NEW YORK (Reuters) - New Jersey’s Democrat-controlled state legislature will vote next week on bills to legalize same-sex marriage, the Democratic leadership said on Monday, adding pressure to Governor Chris Christie who opposes the measure.
The state senate has scheduled a vote on February 13 and the assembly will take up the issue three days later. A similar bid to approve marriage for same-sex couples was defeated by the senate two years ago.
Christie, a Republican party star who decided against entering the 2012 presidential race despite a high-profile courtship from top Republican donors, has repeatedly said he would veto a gay marriage bill if it were to come to his desk.
It was not clear that the legislation would win the support of two-thirds of both houses — the threshold for overriding a governor’s veto.

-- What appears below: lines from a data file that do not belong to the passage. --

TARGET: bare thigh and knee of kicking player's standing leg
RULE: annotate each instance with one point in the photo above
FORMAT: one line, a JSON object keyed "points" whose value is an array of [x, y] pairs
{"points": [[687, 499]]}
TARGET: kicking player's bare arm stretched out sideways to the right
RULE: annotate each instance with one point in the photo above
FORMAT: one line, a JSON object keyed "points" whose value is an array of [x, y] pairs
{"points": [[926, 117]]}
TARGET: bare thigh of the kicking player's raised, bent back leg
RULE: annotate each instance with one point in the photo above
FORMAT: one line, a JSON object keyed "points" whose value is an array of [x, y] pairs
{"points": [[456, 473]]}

New Jersey has allowed civil unions between gay couples since 2007. A recent Quinnipiac University poll found New Jersey voters support gay marriage by a margin of 52 to 42 percent.
More than 40 states ban or refuse to recognize gay marriage, but six states, as well as the District of Columbia, allow it. Gay marriage is legal in New York, Massachusetts, Connecticut, Vermont, New Hampshire and Iowa.
A bill to legalize same-sex marriage in Washington state won state senate approval earlier this month, and gay rights activists in Maine say they plan to bring the issue to voters in a referendum.